‘I Don’t Have a Specific Answer,’ Matthews Stumps Sanders Supporter On How To Pay For Policies

On Monday, MSNBC’s “Hardball” host Chris Matthews pressed South Carolina State Representative Justin Bamberg (D), who is supporting Democratic presidential candidate Senator Bernie Sanders (I-VT) on where the money for Sanders’ proposals would come from, which prompted Bamberg to admit “I don’t have a specific answer for you.”

Matthews said, “He’s going to people and he’s saying to them, look, I’m going to give you more Social Security benefits. … I’m going to get your kids through state university, good universities for free. you know, i’m going to give you healthcare from the day you’re born until the day you die, free. That’s a hell of an offer. You say he’s not selling himself. those are sale pitches, and I’m not sure he can deliver on them, because there is a question of arithmetic here. Like Ronald Reagan used to say more military, tax cuts, and everything, and he would offer it all and would end up with huge deficits of course, because it didn’t add up.”

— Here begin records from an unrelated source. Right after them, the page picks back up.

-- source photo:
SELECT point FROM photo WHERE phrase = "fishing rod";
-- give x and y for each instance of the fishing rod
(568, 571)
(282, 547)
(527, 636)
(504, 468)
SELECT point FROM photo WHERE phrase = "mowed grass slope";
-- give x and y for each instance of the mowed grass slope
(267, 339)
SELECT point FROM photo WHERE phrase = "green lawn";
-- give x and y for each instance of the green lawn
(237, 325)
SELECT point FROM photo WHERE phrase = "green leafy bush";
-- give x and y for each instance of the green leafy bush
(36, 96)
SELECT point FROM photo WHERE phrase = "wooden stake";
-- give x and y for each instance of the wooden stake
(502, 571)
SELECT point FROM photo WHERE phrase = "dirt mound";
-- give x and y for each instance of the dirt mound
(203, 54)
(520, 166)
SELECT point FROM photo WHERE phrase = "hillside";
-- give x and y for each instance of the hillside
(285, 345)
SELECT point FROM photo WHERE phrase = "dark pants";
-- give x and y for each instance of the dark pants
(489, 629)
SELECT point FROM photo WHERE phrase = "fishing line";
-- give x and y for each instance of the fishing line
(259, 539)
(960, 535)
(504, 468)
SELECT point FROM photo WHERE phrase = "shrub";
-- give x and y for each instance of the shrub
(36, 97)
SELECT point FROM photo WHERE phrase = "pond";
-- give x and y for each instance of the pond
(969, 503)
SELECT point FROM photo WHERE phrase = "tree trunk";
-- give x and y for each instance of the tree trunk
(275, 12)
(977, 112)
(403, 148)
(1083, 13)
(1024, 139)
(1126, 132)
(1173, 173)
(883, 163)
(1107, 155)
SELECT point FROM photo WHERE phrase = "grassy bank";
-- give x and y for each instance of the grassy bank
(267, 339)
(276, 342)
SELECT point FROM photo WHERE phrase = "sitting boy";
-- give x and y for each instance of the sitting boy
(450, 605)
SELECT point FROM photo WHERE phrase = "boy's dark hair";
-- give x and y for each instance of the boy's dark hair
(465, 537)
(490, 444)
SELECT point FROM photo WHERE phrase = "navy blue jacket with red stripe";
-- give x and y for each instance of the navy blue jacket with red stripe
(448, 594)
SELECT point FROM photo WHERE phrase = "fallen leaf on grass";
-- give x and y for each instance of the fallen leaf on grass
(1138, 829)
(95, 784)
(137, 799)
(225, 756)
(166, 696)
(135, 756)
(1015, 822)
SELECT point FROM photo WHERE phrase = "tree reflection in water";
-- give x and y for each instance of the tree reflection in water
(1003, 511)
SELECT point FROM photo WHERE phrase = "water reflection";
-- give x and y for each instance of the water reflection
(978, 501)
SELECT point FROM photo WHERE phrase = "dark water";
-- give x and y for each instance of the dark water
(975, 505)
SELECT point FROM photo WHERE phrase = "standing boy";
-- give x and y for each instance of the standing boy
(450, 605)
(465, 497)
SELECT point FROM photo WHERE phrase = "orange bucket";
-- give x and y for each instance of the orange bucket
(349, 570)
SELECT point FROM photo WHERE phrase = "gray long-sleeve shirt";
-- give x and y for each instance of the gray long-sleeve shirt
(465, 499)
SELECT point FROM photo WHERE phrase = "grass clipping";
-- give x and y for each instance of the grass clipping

Bamberg responded, “One thing about Bernie Sanders, and why people think he’s genuine is because he believes in what he’s saying. Chris, we put man on the moon, we put an African-American male in the White House. You can’t tell me that providing — and I say you, anybody, you cannot say that in the greatest country on earth, that we can’t provide healthcare as a right to every citizen in this country. You can’t say that we can’t provide free public college education to students. We can. It’s a matter of whether or not we want to.”

Matthews then asked, “Who’s we?” “Who’s paying the college professors salary? Who’s this we? Who pays the college professor’s salary? Who pays for the tuition? Who pays for the doctor and the nurse, and the person working in the hospital? Who’s paying them? Who’s this we? I just keep asking where the money comes from. Where does it actually come from? Who’s writing the checks?”

Bamberg answered, “Yeah, that is a very good question. And quite frankly, I don’t have a specific answer for you. The beauty of the process we have is that it all starts with an idea, with an idea that can be made possible, and collectively, it is going to require the work of every elected official. But I do want to answer the question you posed about taxes, okay. And what we keep hearing are soundbites. Bernie Sanders is up front and blunt. That’s one thing about him. He’s bold with his statements, and he sticks to his convictions. He said yes, I am going to raise taxes, but there’s a second part to that. He’s raising taxes, okay, but he’s also cutting costs for insurance premiums, for American citizens. So it counterbalances. It’s not like there’s just an extra hole in your pocket because of what he –.”

Matthews cut in, “[H]e can say that all he wants about you don’t have to pay healthcare insurance premiums, but what about the cost of tuition? What about the higher benefits he’s offering in Social Security, he’s making a lot of offers in a lot of different directions and coming up with sort of quick answer, like, oh it’ll just be cheaper in your insurance policies. You know, you can’t get a doctor in many cases to even take care of Medicare patients any more. They don’t think it’s enough money. The money’s not even there now for what we have, in terms of our commitments.”

Bamberg countered that Matthews raised “valid points.” “But I’ll just end on this note. At — there was a point in time where everybody on this planet thought the earth was flat. There was a point in time when man did not have the ability to fly. Now, we can travel the country in just hours. Things can get done. Yes, it is something that is very, very complicated. But you know, I believe, and Bernie Sanders has a lot of folks who believe in him. And I think he has a great chance of winning this thing.”

Matthews concluded, “I think somebody once said there’s no such thing as a free lunch, and that’s still true.”